Première Partie : Ainsi dans une première partie, on voit déambuler Kitano dans les rues avec son double, une sorte de poupée en plastique lui ressemblant étrangement (voir l'affiche où il la porte sous le bras). A tel point que l'homme l'envoie à sa place passer une visite médicale où elle va être auscultée dans tous les sens à la recherche d'une loufoque maladie. Cette maladie, on ne comprendra que plus tard qu'il s'agit en fait de la panne d'inspiration de Kitano. En effet cette première partie est une sorte de thérapie où le réalisateur en compagnie de son double réfléchit à quel style de films il pourrait s'atteler pour renouer avec le succès. Il va ainsi s'imaginer réalisant différents genres, sauf le film de gangster car il a annoncé aux médias qu'il n'en ferait plus, mais que faire alors? D'abord il pense à un film contemplatif dans la veine de ceux d'Ozu, mais il craint que le spectateur s'ennuie et il ne veut pas d'un nouveau bide. Alors il s'imagine tourner une comédie romantique mais il a peur que cela soit trop mièvre donc il fait de son héros un yakuza tourmenté, seulement à ce moment là il trahit sa promesse. Le problème semble insoluble et c'est avec délectation qu'on assiste à tous ses projets avortés aussitôt nés, c'est avec une belle acuité qu'il s'amuse à démonter les grands poncifs incontournables du cinéma. Surtout cela montre en filigrane les doutes, sous les sourires apparaissent les fissures d'un homme qui se cherche, réfléchit sur lui explore et tombe en se frottant à tous les genres possibles. D'ailleurs dans le film il y a une scène récurrente où plusieurs fois après un projet avorté le réalisateur se débarrasse de cette marionnette, de ce double le jetant à l'eau, cela semble un peu un exorcisme où comme si Kitano cherchait à se débarrasser de certaines parties de lui même pour revenir à l'essence de son cinéma.

 Mais surtout cette partie offre certains sommets d'auto-dérision surtout quand Kitano parodie son Zatoichi mettant en exergue les exagérations et autres absurdités scénaristiques du chambara donnant un véritable moment d'anthologie.
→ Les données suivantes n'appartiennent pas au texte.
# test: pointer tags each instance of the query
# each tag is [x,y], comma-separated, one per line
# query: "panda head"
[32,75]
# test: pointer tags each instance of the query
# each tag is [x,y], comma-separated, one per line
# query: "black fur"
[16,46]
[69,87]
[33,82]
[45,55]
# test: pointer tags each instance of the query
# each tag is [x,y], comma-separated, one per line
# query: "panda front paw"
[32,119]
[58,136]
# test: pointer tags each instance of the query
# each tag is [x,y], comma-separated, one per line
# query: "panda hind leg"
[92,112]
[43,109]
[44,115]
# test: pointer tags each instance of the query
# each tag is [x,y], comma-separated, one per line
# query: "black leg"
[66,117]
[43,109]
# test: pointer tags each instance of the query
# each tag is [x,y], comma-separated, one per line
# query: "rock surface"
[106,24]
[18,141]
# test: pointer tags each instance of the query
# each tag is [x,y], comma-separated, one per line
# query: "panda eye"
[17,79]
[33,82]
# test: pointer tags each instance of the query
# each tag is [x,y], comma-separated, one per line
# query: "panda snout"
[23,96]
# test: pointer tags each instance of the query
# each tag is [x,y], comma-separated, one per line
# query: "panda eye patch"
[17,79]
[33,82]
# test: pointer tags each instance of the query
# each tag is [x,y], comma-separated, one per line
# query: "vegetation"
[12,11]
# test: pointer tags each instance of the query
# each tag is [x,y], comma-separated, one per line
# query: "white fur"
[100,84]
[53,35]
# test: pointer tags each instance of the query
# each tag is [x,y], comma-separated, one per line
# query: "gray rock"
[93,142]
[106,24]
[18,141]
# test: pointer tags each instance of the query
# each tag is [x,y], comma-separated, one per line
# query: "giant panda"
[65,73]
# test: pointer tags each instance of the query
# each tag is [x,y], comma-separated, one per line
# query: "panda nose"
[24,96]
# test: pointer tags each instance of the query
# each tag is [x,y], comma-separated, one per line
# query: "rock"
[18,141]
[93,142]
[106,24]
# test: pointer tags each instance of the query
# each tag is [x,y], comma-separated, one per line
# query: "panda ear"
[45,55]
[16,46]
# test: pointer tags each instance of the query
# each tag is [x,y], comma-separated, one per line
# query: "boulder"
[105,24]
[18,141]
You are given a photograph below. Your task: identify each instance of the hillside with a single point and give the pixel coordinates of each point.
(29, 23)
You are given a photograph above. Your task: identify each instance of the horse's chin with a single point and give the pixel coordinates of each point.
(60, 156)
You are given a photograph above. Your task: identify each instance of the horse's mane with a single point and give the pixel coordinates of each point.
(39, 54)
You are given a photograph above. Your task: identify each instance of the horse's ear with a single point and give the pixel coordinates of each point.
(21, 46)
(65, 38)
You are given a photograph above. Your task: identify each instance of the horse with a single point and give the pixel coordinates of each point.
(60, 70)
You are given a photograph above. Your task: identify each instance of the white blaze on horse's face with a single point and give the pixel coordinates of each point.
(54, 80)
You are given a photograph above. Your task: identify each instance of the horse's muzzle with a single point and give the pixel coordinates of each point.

Il y a aussi la parodie du film d'horreur avec un méchant portant un masque No (référence implicite à Dolls?) ouvertement ridicule et accentuant les traits avec par exemple l'insistance sur la présence d'une fille en maillot car comme on le sait tout bon film d'horreur offre une scène avec une fille en sous vêtements. Par certains aspects cela peut faire penser un peu au dernier Gondry Soyez Sympa Rembobinez mais ici les films ne sont pas suèdés mais inachevés, toutefois les deux avec 3 bouts de ficelles, en forçant les traits et déformant gentiment et avec auto-dérision les styles, rendent un bel hommage au cinéma. Enfin cette partie c'est l'histoire d'un type qui s'insurge contre une certaine uniformisation du cinéma qui fait qu'on ne retient plus que les succès commerciaux, c'est un peu son cas, Takeshi Kitano a connu son seul gros succès avec Zatoichi son seul film commercial. Finalement il se moque un peu de lui même mais aussi il ose se moquer du sacro saint spectateur venant railler les grosses franchises ciné, mécaniques bien huilées mais somme toute basique  qu'on a tendance à plébisciter. C'est un plaidoyer en faveur d'un cinéma ouvert, libre, ici il s'affranchit de bon nombre de conventions, surtout ce n'est pas un constat amer c'est une déclaration d'amour au cinéma, déclaration certes burlesque mais c'est cela qui je trouve rend cette première partie émouvante.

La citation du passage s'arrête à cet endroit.